Se eles foram considerados culpados, por que adiar ainda mais a cadeia? Mas, ao rejeitar o xilindró imediato para os condenados da Ação Penal 470, Barbosa seguiu parâmetros e jurisprudências, o que por si só já confirmaria a tal coerência. E vamos ao juridiquês, pois. Para o ministro, o plenário do STF, em outra decisão, considerou ser “incabível o início da execução penal antes do trânsito em julgado de condenação, ainda que exauridos o primeiro e o segundo graus de jurisdição”. Barbosa disse ainda que não existe algo urgente para mandar os mensaleiros para a prisão.
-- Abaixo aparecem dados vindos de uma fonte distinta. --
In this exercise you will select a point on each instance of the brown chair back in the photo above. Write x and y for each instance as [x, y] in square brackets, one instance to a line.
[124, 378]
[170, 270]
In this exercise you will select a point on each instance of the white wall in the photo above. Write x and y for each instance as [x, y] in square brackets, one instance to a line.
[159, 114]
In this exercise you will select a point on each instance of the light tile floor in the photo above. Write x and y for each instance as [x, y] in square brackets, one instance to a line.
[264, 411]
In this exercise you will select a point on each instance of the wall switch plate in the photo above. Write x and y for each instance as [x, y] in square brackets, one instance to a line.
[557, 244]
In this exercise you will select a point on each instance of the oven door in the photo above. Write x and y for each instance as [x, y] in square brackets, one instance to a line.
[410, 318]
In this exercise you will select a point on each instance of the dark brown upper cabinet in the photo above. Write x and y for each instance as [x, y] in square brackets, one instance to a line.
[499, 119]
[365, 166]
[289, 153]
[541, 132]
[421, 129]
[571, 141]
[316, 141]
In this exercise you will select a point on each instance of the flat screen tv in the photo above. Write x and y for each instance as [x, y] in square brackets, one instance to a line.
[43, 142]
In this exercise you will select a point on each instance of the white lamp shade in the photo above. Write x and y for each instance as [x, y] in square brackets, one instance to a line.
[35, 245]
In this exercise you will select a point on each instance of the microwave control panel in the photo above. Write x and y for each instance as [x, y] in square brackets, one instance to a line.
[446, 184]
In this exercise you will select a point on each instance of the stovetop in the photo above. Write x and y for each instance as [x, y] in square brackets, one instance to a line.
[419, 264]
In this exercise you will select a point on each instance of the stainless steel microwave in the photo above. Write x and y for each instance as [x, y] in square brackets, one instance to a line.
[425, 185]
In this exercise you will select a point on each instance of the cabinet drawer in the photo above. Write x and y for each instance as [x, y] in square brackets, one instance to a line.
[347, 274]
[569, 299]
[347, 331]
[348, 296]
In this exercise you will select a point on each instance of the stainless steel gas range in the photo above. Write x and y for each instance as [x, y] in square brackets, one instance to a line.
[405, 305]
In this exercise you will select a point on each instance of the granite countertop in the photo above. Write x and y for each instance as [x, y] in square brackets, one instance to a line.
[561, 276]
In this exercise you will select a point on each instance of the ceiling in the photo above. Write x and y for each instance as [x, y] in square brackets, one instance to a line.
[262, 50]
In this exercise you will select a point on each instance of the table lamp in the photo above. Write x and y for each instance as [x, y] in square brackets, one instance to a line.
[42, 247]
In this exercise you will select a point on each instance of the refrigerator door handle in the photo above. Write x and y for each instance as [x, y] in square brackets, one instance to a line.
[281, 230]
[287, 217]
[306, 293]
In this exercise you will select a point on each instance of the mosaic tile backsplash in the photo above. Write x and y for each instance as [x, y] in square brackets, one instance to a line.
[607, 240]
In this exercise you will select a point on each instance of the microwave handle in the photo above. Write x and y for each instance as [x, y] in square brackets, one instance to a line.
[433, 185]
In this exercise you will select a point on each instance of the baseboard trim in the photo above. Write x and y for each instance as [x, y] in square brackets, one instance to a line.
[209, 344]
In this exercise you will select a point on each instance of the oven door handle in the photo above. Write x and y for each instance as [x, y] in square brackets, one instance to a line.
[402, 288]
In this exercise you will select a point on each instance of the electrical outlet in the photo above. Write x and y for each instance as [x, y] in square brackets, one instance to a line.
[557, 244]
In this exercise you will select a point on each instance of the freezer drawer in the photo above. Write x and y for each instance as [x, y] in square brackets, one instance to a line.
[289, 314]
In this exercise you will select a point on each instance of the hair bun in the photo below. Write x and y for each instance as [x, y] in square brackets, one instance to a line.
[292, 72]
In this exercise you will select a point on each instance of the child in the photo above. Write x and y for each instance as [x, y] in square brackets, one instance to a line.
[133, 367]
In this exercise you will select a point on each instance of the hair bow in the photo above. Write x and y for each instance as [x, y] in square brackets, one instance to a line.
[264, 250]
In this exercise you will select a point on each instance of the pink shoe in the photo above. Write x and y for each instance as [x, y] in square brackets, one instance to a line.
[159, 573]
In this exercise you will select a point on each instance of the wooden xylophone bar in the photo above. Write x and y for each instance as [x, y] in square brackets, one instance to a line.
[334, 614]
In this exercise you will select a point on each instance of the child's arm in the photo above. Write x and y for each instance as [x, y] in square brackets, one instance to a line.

Tratava, evidentemente, de uma possível fuga dos condenados, o que seria improvável por causa da retenção dos passaportes. A decisão de Barbosa, entretanto, não é a única coerência em jogo.
A segunda delas, talvez a mais simbólica para parte dos lulapetistas e da oposição, está no fato de o ministro fazer algo ou declarar alguma coisa contrária à expectativa geral. A aceitação do pedido de prisão era dada como certa para quem achava que Barbosa foi duro ao preparar o relatório contra os mensaleiros. Ou até mesmo para quem torce contra o PT em todos os momentos — rejeitando inclusive ganhos politicos e sociais do governo Lula — e encarava a prisão dos condenados como certa. Rezavam para ver José Dirceu passar o Natal na cadeia.
Voto aberto
Pois bem, contrariando todos os homens de partido, Barbosa mostrou-se apartidário. Não foi a primeira vez. O ministro do STF fez o mesmo — ou seja, deu um nó na cabeça dos políticos — quando disse, em entrevista ao jornal Folha de S.Paulo no último mês de outubro, ter votado em Luiz Inácio Lula da Silva em 2002 e 2006. Na época do voto ele já era relator do processo no Supremo. Se a declaração deixou os lulopetistas perdidos, trouxe a desconfiança da oposição sobre o resultado da julgamento. O processo chegou ao fim. No meio, agora em outubro, uma eleição municipal nada ou pouco influenciada pelo mensalão.
Ontem, ao negar o pedido de prisão dos condenados, o presidente do Supremo mostrou que mais uma vez que a expectativa de partidos passou longe de resultados jurídicos. No mais, Barbosa mostrou prudência ao não tomar a decisão monocraticamente e assim esperar a volta dos demais ministros do recesso para decidir sobre a prisão. Se isso levará os condenados a ganhar mais tempo e até ter alguma esperança de escapar da cadeia, é outra coisa. Tão séria quanto a decisão de Barbosa em negar a prisão de imediato.
Outra coisa
Combates sempre são travados para a plateia. Sem ela, nada tem graça, afinal de contas há poucas coisas nessa vida mais chatas do que ouvir alguém a contar as glórias, tendo o interlocutor nunca presenciado os feitos do narrador. Ou pior, ficar com a versão final do vencedor, como nos vários episódios da história mundial. O embate entre Congresso e Supremo é público. Mas isso não o torna melhor. De um lado, o do Legislativo, há um grave problema: a falta de um ator capaz de argumentar sem parecer fisiológico.